Muitas vezes, o consumidor só consegue revisar o reajuste por meio de uma ação judicial. O Judiciário costuma entender que o aumento é abusivo e determina que o índice seja o mesmo que a ANS autoriza para os planos individuais.

Segundo Matheus Zuliane Falcão, analista do Idec, a ANS poderia e deveria mudar a regulação dos coletivos porque a premissa de que há um poder de barganha entre pessoas jurídicas, ou seja, entre as operadoras e os contratantes do plano, é equivocada. “Esse poder de negociação não existe.”

A ANS diz que monitora os reajustes que são efetuados e atualmente trabalha para divulgar essas informações de modo mais eficiente e detalhado.

Diante dos aumentos, uma opção dos usuários tem sido a migração para convênios mais baratos. Nos primeiros quatro meses deste ano, houve um aumento de 50% de consultas na ANS sobre a portabilidade de carência.

De janeiro a abril deste ano, foram gerados 122.678 protocolos de consultas, quase 40 mil a mais que os gerados no mesmo período em 2020 (83.081).

Para Robba, idosos e pessoas em tratamento enfrentam dificuldade para fazer a portabilidade e muitas vezes ficam amarrados ao plano que não conseguem mais pagar.

O tema do reajuste dos planos coletivos chegou à comissão de defesa do consumidor da Câmara dos Deputados, que vai elaborar um projeto de lei para regular o tema. A ideia é que o projeto defina regras específicas para os reajustes dos coletivos, a exemplo do que existe para os planos individuais.

Para Vera Valente, da FenaSaúde, a atual fórmula da ANS para o cálculo dos planos individuais deixa as empresas numa situação de risco porque os reajustes ficam abaixo da inflação médica.

Segundo ela, 85% das receitas das operadoras são repassados para os prestadores de serviço, como os hospitais, e pede cautela na adoção de medidas de regulação mais restritiva.

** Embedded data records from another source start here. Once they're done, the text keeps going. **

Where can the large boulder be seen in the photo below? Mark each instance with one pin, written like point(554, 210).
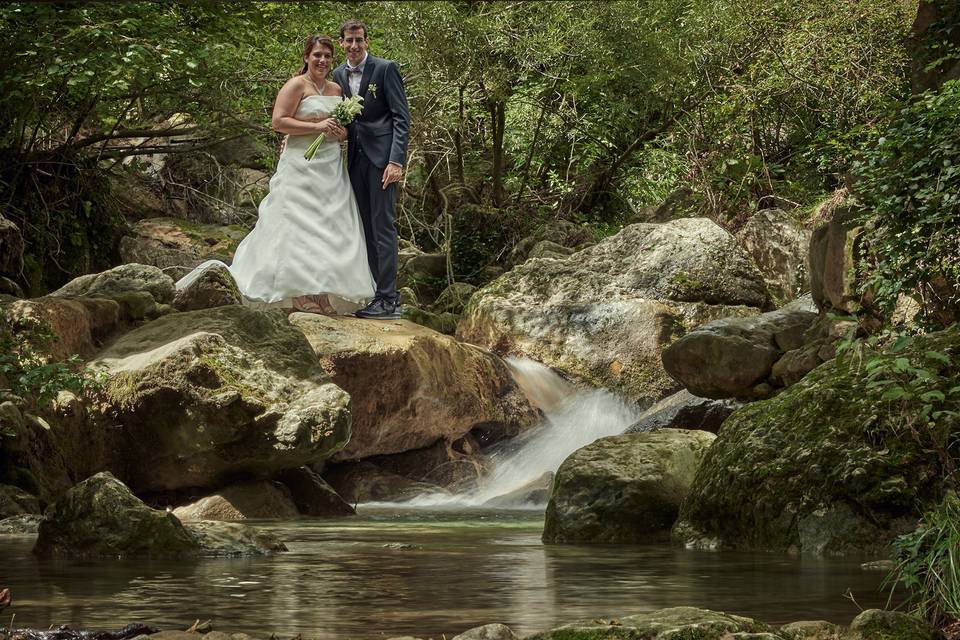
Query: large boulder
point(62, 327)
point(675, 623)
point(101, 517)
point(142, 291)
point(207, 395)
point(727, 358)
point(683, 410)
point(624, 489)
point(778, 246)
point(605, 313)
point(828, 466)
point(172, 242)
point(411, 386)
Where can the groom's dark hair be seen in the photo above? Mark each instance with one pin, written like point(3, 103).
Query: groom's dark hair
point(352, 24)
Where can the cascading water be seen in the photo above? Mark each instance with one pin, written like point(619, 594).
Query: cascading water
point(573, 418)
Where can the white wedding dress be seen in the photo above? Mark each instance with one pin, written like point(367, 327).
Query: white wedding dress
point(308, 239)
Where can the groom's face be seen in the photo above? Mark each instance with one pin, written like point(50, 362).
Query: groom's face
point(354, 43)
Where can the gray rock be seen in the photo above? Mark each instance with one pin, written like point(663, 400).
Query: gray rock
point(14, 501)
point(411, 387)
point(727, 358)
point(779, 247)
point(605, 314)
point(312, 495)
point(488, 632)
point(248, 500)
point(454, 298)
point(23, 525)
point(624, 489)
point(683, 410)
point(876, 624)
point(209, 395)
point(116, 283)
point(100, 517)
point(214, 288)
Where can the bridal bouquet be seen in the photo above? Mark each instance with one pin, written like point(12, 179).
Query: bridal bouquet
point(343, 113)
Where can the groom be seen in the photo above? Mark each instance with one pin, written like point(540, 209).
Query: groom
point(376, 152)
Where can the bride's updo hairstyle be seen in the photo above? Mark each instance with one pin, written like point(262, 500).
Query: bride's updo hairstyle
point(313, 41)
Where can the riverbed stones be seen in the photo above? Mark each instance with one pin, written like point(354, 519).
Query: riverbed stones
point(312, 495)
point(665, 624)
point(101, 517)
point(877, 624)
point(494, 631)
point(142, 291)
point(173, 242)
point(215, 287)
point(826, 467)
point(624, 489)
point(605, 314)
point(247, 500)
point(205, 396)
point(728, 358)
point(411, 387)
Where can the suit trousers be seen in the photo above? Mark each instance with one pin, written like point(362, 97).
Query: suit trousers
point(377, 213)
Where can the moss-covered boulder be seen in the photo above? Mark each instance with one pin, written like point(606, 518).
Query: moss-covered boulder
point(173, 242)
point(205, 396)
point(828, 466)
point(604, 314)
point(624, 489)
point(877, 624)
point(215, 287)
point(675, 623)
point(259, 500)
point(101, 517)
point(412, 387)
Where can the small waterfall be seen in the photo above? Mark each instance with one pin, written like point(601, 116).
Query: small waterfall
point(573, 417)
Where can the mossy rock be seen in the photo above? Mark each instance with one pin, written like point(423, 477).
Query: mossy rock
point(827, 466)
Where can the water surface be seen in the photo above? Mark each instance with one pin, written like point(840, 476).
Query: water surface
point(392, 572)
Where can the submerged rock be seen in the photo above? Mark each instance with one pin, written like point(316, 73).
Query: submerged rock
point(101, 517)
point(675, 623)
point(625, 488)
point(410, 386)
point(208, 395)
point(827, 466)
point(606, 313)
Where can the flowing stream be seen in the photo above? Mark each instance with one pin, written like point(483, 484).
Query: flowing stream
point(573, 418)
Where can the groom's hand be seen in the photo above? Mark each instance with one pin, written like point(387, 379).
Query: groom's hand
point(391, 174)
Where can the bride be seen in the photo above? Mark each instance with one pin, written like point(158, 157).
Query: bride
point(307, 250)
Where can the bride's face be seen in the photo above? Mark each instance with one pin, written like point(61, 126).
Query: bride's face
point(320, 60)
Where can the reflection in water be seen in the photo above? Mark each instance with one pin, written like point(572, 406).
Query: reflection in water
point(443, 572)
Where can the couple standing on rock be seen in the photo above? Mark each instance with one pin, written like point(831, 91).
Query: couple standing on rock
point(325, 239)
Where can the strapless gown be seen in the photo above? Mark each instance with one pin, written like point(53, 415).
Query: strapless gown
point(308, 238)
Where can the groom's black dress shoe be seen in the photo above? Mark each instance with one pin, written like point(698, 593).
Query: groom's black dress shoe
point(380, 309)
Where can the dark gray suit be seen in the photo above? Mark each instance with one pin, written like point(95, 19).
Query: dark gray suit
point(375, 138)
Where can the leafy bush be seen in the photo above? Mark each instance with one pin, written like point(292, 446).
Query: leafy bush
point(928, 564)
point(909, 199)
point(27, 371)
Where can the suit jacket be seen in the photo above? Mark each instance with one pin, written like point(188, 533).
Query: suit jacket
point(382, 130)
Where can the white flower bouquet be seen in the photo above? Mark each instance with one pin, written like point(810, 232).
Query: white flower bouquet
point(344, 113)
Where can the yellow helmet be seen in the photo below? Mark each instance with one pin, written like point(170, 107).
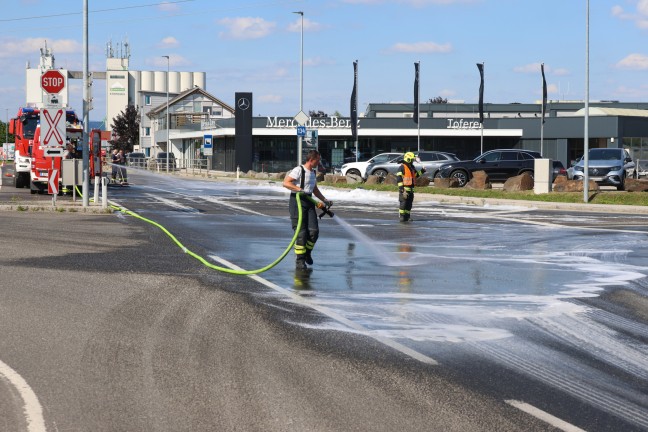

Valente diz que a maioria das operadoras (56%) são de pequeno porte e que 80% estão no interior do Brasil. Na sua opinião, essas serão as primeiras a serem impactas com uma eventual mudança no modelo de reajustes.

Pestana, da Abramge, lembra que a margem de rentabilidade das operadoras é menor do que 5% e só a última incorporação de 68 novos procedimentos e tecnologias autorizada pela ANS em abril deve trazer um impacto de custos de até 3%.